It’s been less than 10 minutes since I’ve shut off all my electronics in the house and lay here on a sleeping bag in the middle of my living room floor. I think to myself “why have I not done this before?!” 10 minutes with no distractions is all it took for me to realize how much I’ve missed God lately and how much closer to Him I feel now just 10 minutes into this night.
I’ve been so consumed (more like overwhelmed) with all the prep work that needs to get done for this trip, that I wasn’t putting enough focus on my relationship with God, who happens to be the whole reason I’m going on this Race in the first place. And to top it off, I’ve been trying to shoulder most of this myself before going to Him, instead of going to God first and then doing what I can to meet Him part way.
All of this has left me feeling so overwhelmed and distant from God that I knew something needed to change.
As I lay here thinking about the times that I feel closer to God and the times that I don’t, I came up with my “trials” and “comfort zones”. Recently the biggest trial I have ever gone through has come to an end. I was so glad to be finished with that chapter of my life, but now looking back I can see what a blessing in disguise those two very long years were. During that period I went from being distraught and so alone to finding strength and hope in Christ. God was all that I had and every day I looked to Him to be my rock. Since then, I have moved back into my “comfort zone”, and what a distracted zone that is. I’ve spent so much time trying to catch up on everything I felt like I’d missed out on, getting so caught up in having a nice, happy life that I’ve once again forgotten to include God in my daily life.
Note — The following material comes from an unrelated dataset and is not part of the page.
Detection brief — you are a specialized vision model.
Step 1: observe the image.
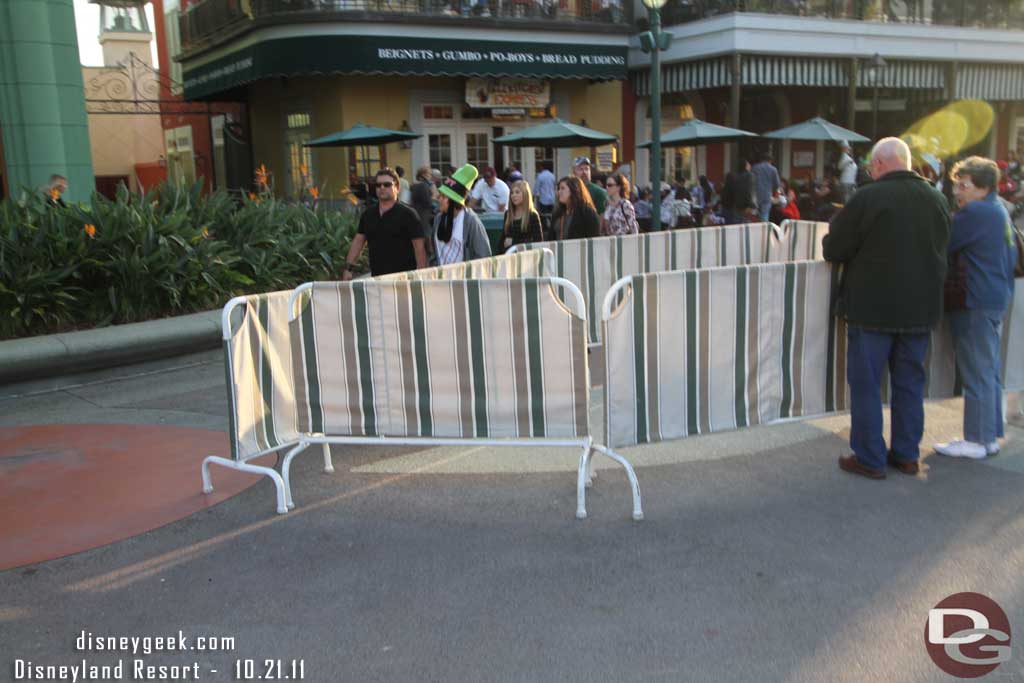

I never ever EVER thought I’d be saying this, but I sort of miss my life being in such a major mess, if only because that’s when I felt closest to God. So, in an effort to draw closer to Him, I decided to put aside some of my comforts and distractions for the night like my phone, t.v., and even my bed.
During the middle of the night, I ended up getting sick. All I wanted to do was call this whole thing off early and go snuggle up with my comfortable things like my bed and a t.v. show to lull me back to sleep. One minor thing happened and I was already ready to throw in the towel. Really? Did I not just learn anything from this night? Oh wait, you’re right. This whole night was supposed to be about seeking God. So instead of curling up in my comfy bed, I sought comfort from the Lord as I crawled back into my sleeping bag on that very hard floor. And you know what? I felt more comfort in my heart than I know I would have if I’d chosen to revert back to my comfort zone just because things got a little hard and uncomfortable.
What I learned from last night is that when we find ourselves in less than desirable situations and choose to push through instead of turning back around, we will seek God more fervently to be our comfort and give us the strength we need to make it through because He promised He would never leave us nor forsake us. And when we find ourselves in a comfortable place we should remember who brought us there and what it took to get us to that place, instead of automatically sticking God on a back burner just because life seems easy at the moment.
If being uncomfortable is when I draw closest to God, then I pray that I always choose the uncomfortable situations rather than seeking comfort from something else.